You can’t stop the bond music as we see seismic shifts in global trade and risk markets with the pressure on US Treasuries building further even as the Trump regime tries to backtrack its kindergarten level economic stupidity, while the Chinese, EU and Canada deftly move the chess pieces around the table. The USD is fast losing its reserve currency basis with almost all the majors including gold zooming higher with the Australian dollar almost breaching the 62 cent level. Volatility in stock markets remains high but could escalate from here as bond markets remain rattled.
Oil markets are trying hard to stabilise with Brent crude steadying at the $62USD per barrel level but just barely while gold is getting back on track as it shoots back above the $3200USD per ounce level in what looks like an unsustainable move, but who wants to own USD right now?

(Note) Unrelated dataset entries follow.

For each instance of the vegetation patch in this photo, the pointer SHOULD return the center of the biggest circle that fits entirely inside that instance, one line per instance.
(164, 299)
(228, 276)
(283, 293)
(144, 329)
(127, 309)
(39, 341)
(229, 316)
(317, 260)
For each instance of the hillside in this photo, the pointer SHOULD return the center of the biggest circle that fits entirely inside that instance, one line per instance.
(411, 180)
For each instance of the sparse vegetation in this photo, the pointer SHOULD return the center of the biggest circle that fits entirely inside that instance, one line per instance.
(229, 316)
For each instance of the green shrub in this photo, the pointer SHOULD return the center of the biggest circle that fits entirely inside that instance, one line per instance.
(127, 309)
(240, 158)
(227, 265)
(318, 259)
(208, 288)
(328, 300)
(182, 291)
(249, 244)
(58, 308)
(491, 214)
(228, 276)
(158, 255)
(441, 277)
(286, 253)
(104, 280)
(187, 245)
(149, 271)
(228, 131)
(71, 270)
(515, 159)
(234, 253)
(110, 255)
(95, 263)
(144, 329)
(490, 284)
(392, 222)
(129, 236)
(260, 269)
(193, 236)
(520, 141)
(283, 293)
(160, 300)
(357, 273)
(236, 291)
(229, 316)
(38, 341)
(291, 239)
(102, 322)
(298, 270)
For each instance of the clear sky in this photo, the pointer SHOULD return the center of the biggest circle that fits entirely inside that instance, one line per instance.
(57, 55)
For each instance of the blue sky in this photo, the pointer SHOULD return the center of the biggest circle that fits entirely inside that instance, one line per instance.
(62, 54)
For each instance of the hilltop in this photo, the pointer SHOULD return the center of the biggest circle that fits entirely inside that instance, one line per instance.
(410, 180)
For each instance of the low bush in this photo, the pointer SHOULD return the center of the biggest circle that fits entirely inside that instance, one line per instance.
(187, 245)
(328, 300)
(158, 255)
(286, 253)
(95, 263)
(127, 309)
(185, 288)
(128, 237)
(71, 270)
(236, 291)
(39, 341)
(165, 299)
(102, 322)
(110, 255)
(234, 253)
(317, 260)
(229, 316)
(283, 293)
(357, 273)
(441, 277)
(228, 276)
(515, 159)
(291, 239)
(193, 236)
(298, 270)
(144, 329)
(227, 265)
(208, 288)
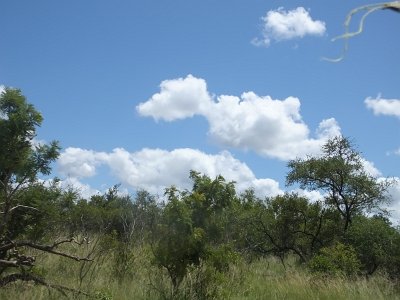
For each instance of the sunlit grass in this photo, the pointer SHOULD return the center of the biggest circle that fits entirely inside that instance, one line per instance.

Mainland Chinese share markets are still higher this afternoon despite the major trade war with the US with the Shanghai Composite up 0.3% to extend above the 3200 point level while the Hang Seng Index has pushed some 0.5% higher to 20798 points. Japanese stock markets are the worst performers however with the Nikkei 225 down nearly 4% to 33184 points while the USDPY pair has failed to stabilise as it sells off sharply sending it down to the 143 level:

Australian stocks have pulled back the least with the ASX200 down just 1.3% at 7606points while the Australian dollar has found resistance again at the 62 cent level/200 day moving average area after its strong bounce off the mid 59 area, but for how long as this is all about the weaker USD so far:

S&P and Eurostoxx futures are diverging again as the latter play catchup as we head into the London session with the S&P500 four hourly chart showing a classic dump and pump scheme underway – watch out for more volatility ahead:

The economic calendar ends the week with the latest US PPI inflation print tonight.